What Goes Around Comes Around

"For years, PNC Bank found it relatively easy to fill the humblest branch job: the teller. Offering modest wages and standard hours, the position required only basic skills and was supposed to diminish with the advent of new technology such as ATMs and online banking.

"Today, PNC needs more tellers than ever and is having trouble finding them.

"Throughout the U.S. service economy, companies are stumbling across similar problems as they transform once mechanical front-line jobs into troubleshooting and marketing roles that demand greater abilities. For banks, the entry-level teller position has become the primary way to win new customers and sell new services to existing ones.

"As a result of that switch, and a boom in the number of bank branches, there's a staffing crunch in the industry that is forcing employers to raise wages, perks and training to get qualified staff. PNC is now targeting retirees, homemakers and college students to fill teller jobs...

"Banks say they face an additional problem: Many of today's high school graduates are no longer equipped with the skills -- from fundamental math to the customer-service touch -- to fill increasingly complicated jobs.

"Tellers, who generally have a high-school education, are being positioned to interact more with customers and nudge them toward newer financial services…

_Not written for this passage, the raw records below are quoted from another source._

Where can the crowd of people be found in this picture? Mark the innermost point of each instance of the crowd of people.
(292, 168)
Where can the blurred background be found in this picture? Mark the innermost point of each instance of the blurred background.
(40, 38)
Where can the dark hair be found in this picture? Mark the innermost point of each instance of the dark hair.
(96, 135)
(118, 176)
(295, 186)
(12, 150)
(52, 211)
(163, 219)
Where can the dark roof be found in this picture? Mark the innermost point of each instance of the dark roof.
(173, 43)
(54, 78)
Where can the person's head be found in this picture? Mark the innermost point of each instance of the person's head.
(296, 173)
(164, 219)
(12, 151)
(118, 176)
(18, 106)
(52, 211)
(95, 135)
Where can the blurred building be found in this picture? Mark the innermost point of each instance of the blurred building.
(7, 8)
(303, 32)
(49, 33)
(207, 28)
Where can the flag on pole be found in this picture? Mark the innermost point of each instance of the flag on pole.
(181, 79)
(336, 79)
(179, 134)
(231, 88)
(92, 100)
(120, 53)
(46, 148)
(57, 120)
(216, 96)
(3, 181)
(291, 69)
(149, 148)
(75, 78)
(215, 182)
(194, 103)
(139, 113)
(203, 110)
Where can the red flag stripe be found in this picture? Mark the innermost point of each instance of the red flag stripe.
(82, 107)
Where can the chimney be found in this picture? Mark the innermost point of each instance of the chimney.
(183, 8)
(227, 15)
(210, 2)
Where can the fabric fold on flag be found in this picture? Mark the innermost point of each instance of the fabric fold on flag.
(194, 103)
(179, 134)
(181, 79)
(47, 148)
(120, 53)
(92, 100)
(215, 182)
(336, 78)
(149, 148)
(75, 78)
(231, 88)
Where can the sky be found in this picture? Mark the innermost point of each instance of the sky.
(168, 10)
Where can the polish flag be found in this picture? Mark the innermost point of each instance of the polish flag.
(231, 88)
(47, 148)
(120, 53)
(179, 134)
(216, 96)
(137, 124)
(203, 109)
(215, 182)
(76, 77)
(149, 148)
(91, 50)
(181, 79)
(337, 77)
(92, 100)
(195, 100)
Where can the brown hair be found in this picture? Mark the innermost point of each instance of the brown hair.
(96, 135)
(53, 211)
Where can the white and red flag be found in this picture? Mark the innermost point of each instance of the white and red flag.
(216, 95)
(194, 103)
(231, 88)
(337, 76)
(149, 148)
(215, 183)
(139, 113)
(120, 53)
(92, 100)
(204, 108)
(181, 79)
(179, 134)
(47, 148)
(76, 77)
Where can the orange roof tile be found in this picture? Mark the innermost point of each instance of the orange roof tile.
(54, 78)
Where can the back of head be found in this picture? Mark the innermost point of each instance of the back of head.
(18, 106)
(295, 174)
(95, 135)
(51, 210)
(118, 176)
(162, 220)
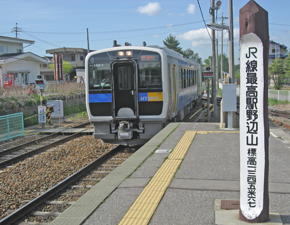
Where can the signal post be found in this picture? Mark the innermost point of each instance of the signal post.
(254, 123)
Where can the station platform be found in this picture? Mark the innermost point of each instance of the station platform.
(184, 175)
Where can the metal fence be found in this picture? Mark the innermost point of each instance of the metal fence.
(11, 126)
(6, 108)
(282, 95)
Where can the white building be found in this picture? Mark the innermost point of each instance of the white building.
(24, 65)
(276, 50)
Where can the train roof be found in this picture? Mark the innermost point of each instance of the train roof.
(168, 51)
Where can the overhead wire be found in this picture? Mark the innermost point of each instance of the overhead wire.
(117, 31)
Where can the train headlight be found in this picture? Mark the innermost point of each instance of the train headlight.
(128, 53)
(120, 53)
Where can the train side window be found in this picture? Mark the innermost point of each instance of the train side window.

"Officials at LaSalle Bank, the Chicago-based unit of ABN Amro Holding NV, have started discussing whether teller applicants need an associate degree instead of just a high-school diploma or equivalent. Their worry: bank branches tend to fill more-senior positions from the ranks of tellers. As a result, the company needs people with more education to fill the teller jobs so they can be trained and promoted."

(“Expanding Banks Bemoan Lack of Qualified Tellers.” Sudeep Reddy. Wall Street Journal: July 17, 2007. pg. B.1)

HUMANITY trumps technology once again as touch remains the central principle of commerce.